Nintendo's typical art style is cartoonish, which doesn't place very high requirements on the hardware. Zelda Wind Waker, which has been claimed to be native 1080P, does not run even close to 60fps, nor does it use a whole lot in the way of textures.
Wuu's main CPU is also very, very weak compared to even last generation of consoles (like 1/10th the flops of Cell or roughly on that order), the GPU is something akin to what you'll find in a budget laptop, and the system as a whole has very low main memory bandwidth (half of PS360 main RAM.) So it's not a powerful design by any stretch, even when eDRAM is taken into account.

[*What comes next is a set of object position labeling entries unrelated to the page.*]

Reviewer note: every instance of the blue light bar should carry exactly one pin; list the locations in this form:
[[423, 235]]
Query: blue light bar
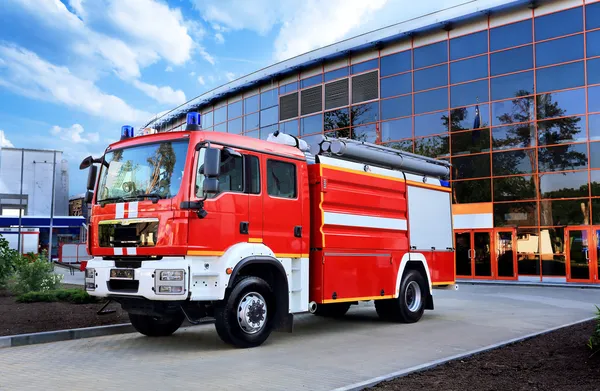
[[126, 132], [194, 121]]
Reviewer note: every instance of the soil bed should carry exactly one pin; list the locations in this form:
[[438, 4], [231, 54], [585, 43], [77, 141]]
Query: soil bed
[[22, 318], [555, 361]]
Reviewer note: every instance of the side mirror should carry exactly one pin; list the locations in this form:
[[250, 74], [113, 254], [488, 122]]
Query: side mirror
[[212, 163], [92, 177]]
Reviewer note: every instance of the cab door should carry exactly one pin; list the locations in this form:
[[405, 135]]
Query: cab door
[[227, 214]]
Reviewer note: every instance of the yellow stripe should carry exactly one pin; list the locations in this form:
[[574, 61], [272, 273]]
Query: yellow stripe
[[381, 176], [428, 186], [365, 298]]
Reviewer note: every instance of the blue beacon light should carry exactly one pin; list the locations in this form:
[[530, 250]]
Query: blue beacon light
[[126, 132], [193, 121]]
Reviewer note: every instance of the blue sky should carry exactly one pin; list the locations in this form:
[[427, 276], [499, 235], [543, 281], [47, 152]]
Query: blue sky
[[72, 72]]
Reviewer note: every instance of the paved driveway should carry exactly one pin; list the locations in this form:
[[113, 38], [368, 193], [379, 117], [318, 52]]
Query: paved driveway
[[321, 354]]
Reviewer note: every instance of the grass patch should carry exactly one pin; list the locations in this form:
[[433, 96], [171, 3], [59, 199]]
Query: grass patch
[[73, 295]]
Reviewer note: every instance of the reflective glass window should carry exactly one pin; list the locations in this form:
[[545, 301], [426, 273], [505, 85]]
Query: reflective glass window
[[396, 130], [268, 98], [513, 60], [473, 166], [468, 45], [364, 66], [426, 79], [251, 104], [396, 63], [396, 107], [469, 93], [559, 50], [396, 85], [593, 99], [560, 77], [469, 142], [234, 110], [558, 24], [471, 69], [431, 54], [514, 188], [251, 121], [511, 86], [564, 185], [593, 44], [432, 146], [336, 74], [513, 111], [465, 118], [514, 34], [336, 119], [269, 116], [562, 158], [513, 162], [592, 16], [431, 100], [467, 192], [312, 124], [562, 131], [561, 104], [593, 68], [428, 124], [520, 214]]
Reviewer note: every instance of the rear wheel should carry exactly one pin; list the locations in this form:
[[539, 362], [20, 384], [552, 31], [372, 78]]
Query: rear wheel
[[245, 318], [152, 326], [410, 304]]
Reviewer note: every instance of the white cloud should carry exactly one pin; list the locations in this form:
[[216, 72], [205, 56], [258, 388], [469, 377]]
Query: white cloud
[[4, 142], [57, 84], [74, 134]]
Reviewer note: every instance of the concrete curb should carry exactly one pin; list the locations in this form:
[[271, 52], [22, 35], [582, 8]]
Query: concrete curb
[[71, 334], [432, 364]]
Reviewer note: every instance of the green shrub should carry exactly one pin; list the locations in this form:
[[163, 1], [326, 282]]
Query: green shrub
[[34, 273], [75, 296], [594, 341], [8, 258]]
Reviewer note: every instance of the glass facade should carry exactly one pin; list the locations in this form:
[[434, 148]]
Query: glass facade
[[515, 109]]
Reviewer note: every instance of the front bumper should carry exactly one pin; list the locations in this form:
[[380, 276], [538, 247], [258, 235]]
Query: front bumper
[[145, 282]]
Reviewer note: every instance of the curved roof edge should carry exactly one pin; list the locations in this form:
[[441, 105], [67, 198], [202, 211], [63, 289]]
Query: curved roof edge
[[458, 13]]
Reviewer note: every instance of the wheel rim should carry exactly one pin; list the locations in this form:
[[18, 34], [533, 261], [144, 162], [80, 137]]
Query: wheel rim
[[412, 296], [252, 313]]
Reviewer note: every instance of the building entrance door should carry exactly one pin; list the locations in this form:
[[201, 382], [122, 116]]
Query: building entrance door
[[582, 254]]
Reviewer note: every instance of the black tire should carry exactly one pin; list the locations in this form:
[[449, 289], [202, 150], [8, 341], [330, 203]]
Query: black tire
[[410, 304], [157, 327], [229, 321], [332, 310]]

I have heard statements like that for a long time, and while I agree that Wii U is no powerhouse by any stretch of the imagination, its obvious that alot of the criticism isnt founded in reality. How does a console that is supposedly completely gimped from memory bandwidth with a terrible CPU run Need for Speed MW better than either the PS3 or 360? Even Mass Effect 3 outperformed the PS3 version. Hard to believe a "port" not done by the original team could perform so well if the hardware is bottle necked severely from the memory bandwidth and the weak CPU. Memory bandwidth is obviously not a problem, even if people want to look at the 12.8GB/s from the main memory pool and chalk it up as gimped. Not a single developer ever once complained about the memory performance.

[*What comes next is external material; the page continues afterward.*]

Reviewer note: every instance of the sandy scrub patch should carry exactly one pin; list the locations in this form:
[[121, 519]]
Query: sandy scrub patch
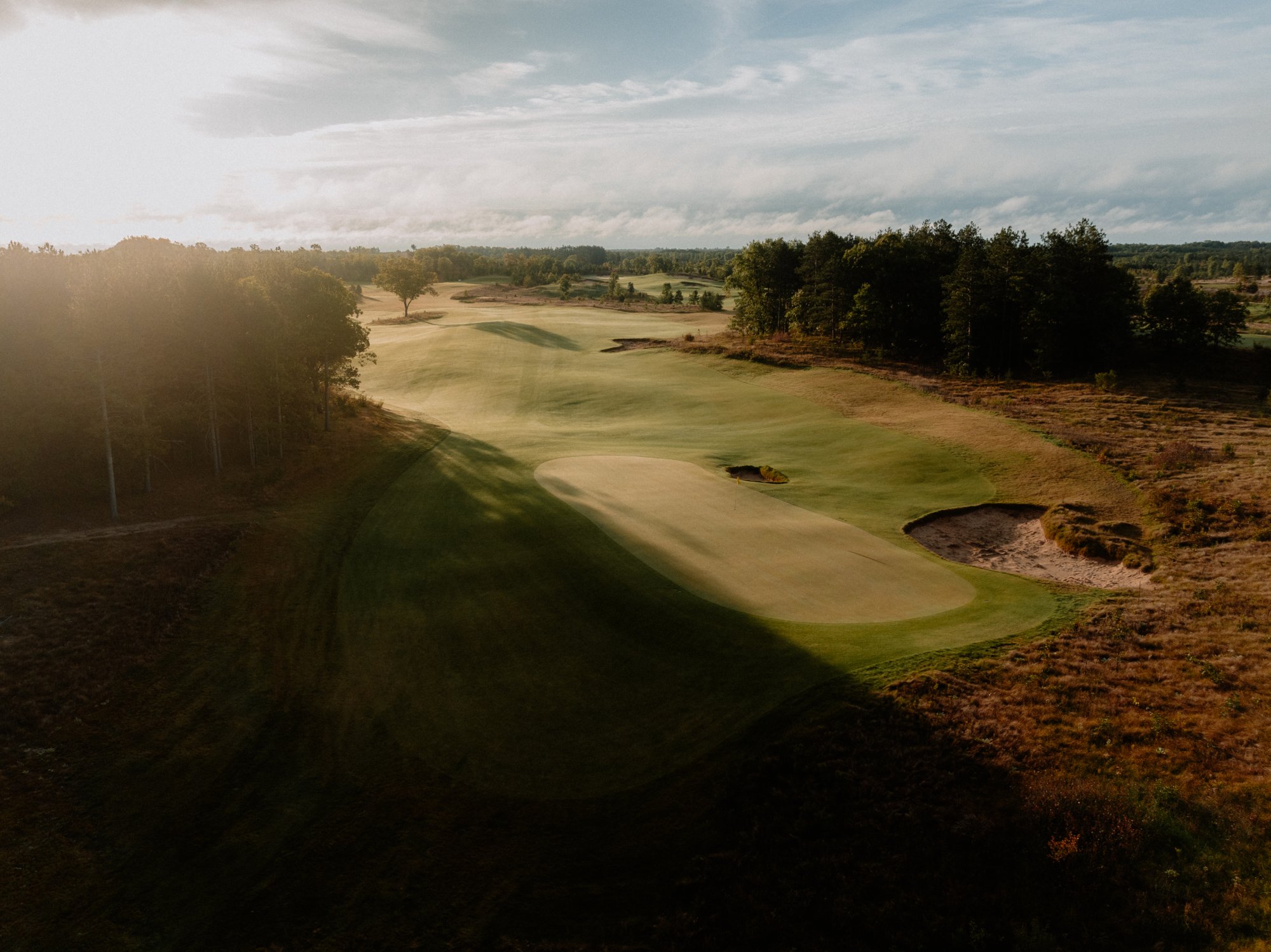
[[635, 344], [749, 551], [1021, 465], [1011, 540]]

The CPU is obviously not very strong with floating point performance. The 360 and PS3 were definitely stronger with floating point performance. Obviously developers took advantage of what the Cell and Xenon were good at, and used them to assist the GPU with some graphics rendering. Asking the Espresso to handle that same workload would probably not work out to well. I think developers who leaned very heavily on the CPU's with the 360 and PS3 to render graphics will not find much advantage from the Wii U hardware. I think its safe to say that regardless of SPU counts, the developers have found the Wii U's GPU to be more powerful and certainly more modern than the ones powering the current generation consoles. Frozenbyte for example runs Trine 2 almost exclusively on the GPU, they do very little on the CPU, so for them it was pretty easy for them to identify the Wii U as being the stronger console for their game.
There was a member here that had made mention that they could never truly use all three cores on the Xenon because of the limited L2 cache, the Espresso on the other hand has tons of L2 cache, so I do think the developers will find multi threading on Wii U to be far more beneficial,and necessary to get the most out of the system. Developers have been able to optimize for the Cell and Xenon for so many years now that many of the inefficiencies of those CPU's has been masked by code structured to avoid those potential stalls. I would love to hear from a developer on the differences and weaknesses between Wii U and the current gen consoles. I say current gen since its pretty obvious that its closer to those consoles in terms of outright power than it is with the new PS4 and X1.